The ride of punitive damages. Punitive damages land on the Italian legal system, escorted by the Supreme Court

fotolia_113273995By decision n. 16601 of 5 July 2017, the Joint Sections of the Italian Civil Supreme Court, addressed the complex issue of the recognition (delibazione) of a foreign judgment awarding punitive damages.

The Supreme Court judges recognized that civil liability has a deterrent and punitive purpose that is in addition to its broadest function of restoring the damage unfairly suffered by a legal person.

 

In light of the Joint Sections’ statements, the recognition of a foreign judgement awarding punitive damages is no longer categorically inadmissible in the Italian legal system: under certain circumstances, identified in the aforesaid decision, an order to pay punitive damages can be recognized under domestic law.

 

To put an end to the contrasts arisen in the past amongst the decisions rendered by the different sections of the Supreme Court[1], the Supreme Court judges have applied to civil liability the concept of public order which, apart from encompassing the fundamental principles of the Italian Constitution, must also be extended to higher forms of protection other than those provided for by the ordinary law.

The function of public order is therefore to preserve domestic law, by strengthening interpretations that are consistent with the fundamental principles of the Italian Constitution the evaluation of which is to be made in  harmony with the principles set out by the international community.

 

The Joint Sections require the judge in charge of recognizing a foreign judgment to actually verify the consistency of the foreign rule on which the award of punitive damages is grounded, with the values of the Italian Constitution and of the European and international principles rather than with the Italian law (this would in fact be impossible because the purpose of civil liability is not punitive).

Aside from verifying the consistency of the foreign judgment with public order, actions must also be taken in order to ensure that no rules in the Italian legal system contrast or are in conflict with the foreign rule from which the order to pay originated.

 

In recognizing a foreign judgment, the Italian judge is also required to verify that the issuance of the judgment by the foreign judge was done in compliance with the laws of the country by which the latter is bound.
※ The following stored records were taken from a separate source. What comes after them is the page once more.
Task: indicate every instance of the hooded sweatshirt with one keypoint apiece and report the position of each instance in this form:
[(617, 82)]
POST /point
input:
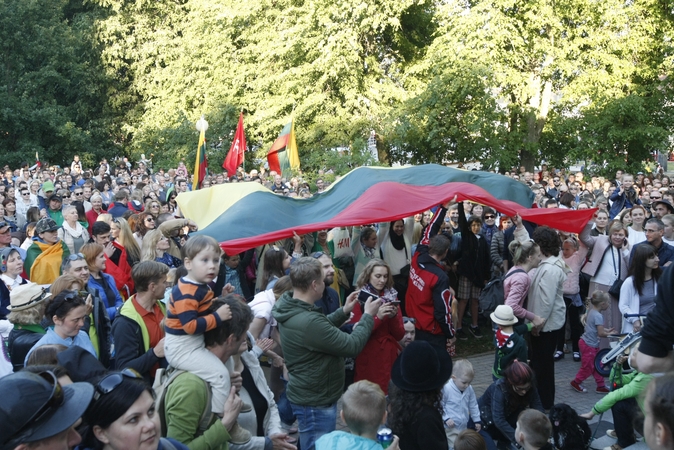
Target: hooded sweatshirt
[(314, 349)]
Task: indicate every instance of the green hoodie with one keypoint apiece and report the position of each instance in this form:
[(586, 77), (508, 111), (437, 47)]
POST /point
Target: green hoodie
[(314, 349)]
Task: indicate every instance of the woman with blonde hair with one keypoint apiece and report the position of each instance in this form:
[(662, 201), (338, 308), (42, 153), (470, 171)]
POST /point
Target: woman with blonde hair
[(375, 361), (155, 248), (145, 223), (121, 231)]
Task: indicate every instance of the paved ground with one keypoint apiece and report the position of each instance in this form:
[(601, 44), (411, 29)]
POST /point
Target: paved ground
[(565, 372)]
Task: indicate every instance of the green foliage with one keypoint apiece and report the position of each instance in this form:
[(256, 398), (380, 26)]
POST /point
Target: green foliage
[(497, 81), (51, 89)]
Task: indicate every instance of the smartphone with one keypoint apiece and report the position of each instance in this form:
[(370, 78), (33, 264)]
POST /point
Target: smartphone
[(363, 296)]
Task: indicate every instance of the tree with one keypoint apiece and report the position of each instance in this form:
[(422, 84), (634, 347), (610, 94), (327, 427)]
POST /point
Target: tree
[(52, 93), (541, 59)]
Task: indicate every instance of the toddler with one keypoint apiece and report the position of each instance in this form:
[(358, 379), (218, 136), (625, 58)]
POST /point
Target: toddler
[(188, 318), (589, 341), (459, 404), (363, 411)]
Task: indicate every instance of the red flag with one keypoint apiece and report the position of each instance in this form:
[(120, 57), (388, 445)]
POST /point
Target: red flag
[(235, 156)]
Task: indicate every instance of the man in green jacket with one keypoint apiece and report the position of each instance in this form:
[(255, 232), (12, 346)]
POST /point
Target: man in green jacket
[(314, 348)]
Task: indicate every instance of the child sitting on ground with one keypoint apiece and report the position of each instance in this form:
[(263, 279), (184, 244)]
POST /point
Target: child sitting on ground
[(659, 412), (363, 411), (459, 404), (188, 318), (533, 430), (589, 342), (510, 345)]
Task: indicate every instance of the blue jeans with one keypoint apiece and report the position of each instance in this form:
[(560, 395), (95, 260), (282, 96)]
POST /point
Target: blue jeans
[(314, 422)]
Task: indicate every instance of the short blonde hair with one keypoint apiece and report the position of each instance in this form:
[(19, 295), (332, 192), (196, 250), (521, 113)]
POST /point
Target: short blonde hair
[(364, 406), (463, 367)]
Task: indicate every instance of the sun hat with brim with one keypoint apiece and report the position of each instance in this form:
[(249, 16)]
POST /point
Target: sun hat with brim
[(420, 367), (26, 296), (33, 408), (503, 315)]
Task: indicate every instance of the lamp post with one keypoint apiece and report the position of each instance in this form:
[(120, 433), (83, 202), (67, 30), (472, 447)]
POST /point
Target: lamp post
[(202, 125)]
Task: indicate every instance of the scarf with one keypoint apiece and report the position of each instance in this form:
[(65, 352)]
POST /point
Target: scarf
[(74, 232), (398, 242)]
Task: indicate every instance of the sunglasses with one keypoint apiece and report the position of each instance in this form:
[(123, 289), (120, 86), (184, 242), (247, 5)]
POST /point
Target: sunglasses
[(112, 381), (75, 257), (55, 401)]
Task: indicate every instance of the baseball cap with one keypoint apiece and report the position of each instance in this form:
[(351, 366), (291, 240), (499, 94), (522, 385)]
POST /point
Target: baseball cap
[(35, 407), (46, 224)]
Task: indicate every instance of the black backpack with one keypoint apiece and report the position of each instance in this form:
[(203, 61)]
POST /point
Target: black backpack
[(492, 294)]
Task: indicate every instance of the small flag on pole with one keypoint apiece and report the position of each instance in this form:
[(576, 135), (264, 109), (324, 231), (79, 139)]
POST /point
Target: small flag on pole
[(283, 154), (235, 156), (201, 163)]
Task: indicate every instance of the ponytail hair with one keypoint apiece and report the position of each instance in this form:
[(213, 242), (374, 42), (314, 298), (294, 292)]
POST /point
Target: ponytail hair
[(596, 299), (521, 251)]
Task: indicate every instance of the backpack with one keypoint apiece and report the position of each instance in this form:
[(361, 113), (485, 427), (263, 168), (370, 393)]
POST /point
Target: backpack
[(492, 294), (162, 381)]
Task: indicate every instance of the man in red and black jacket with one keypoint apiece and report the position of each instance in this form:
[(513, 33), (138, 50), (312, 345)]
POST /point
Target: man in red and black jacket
[(429, 297)]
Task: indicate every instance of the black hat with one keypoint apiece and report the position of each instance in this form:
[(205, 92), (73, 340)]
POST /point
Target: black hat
[(420, 367), (35, 407)]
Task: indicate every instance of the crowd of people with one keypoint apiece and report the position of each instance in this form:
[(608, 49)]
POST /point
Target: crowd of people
[(108, 294)]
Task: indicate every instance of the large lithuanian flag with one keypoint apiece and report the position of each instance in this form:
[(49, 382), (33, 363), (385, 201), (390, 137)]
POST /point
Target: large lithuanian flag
[(244, 215)]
In other words, the requirements of typicality and foreseeability of the alleged awards of damages must be met at all times and in any place. From such perspective, the object of a recognition shall only be the effects of the foreign judgement and its consistency with domestic public order.

 

In the decision under review, the Joint Sections have broadened the concept of civil liability, by making reference to the multi-functionality of the institute.  The function of damage compensation, in fact, is not only  restoring the prejudice suffered by the damaged party because when the judge considers the order to pay, apart from its main restoring function, must also consider the conduct of the infringer.

In light of the Supreme Court judges’ affirmations, compensation for the damages has also a deterrent and punishing function (in a word, it is multifunctional).

 

Nonetheless, the multi-functionality pointed out by the Supreme Court must have a legal temperament because the rules applicable to compensation and quantification of the damages, by which the Judge is bound, prevent him/her from “impressing a subjective emphasis on the damages that are being liquidated “.

As the same Supreme Court has stressed, recognizing a foreign judgment that awards punitive damages is not, in fact, the same as introducing a new type of punishment applicable to compensation for the damages.

[1] See, amongst the others, decision No 1183 rendered on 19 January 2007 by the Third Section of the Italian Civil Supreme Court, and decision No 1781 rendered on 8 February 2012 by the First Section of the same Court. On those occasions in fact, the judges reached contrary conclusions on the possibility to recognize punitive damages in the Italian legal system holding that the right to receive compensation for the damages suffered as a result of the infringement of a subjective right, is not recognized by way of characteristics and purposes of a punitive nature.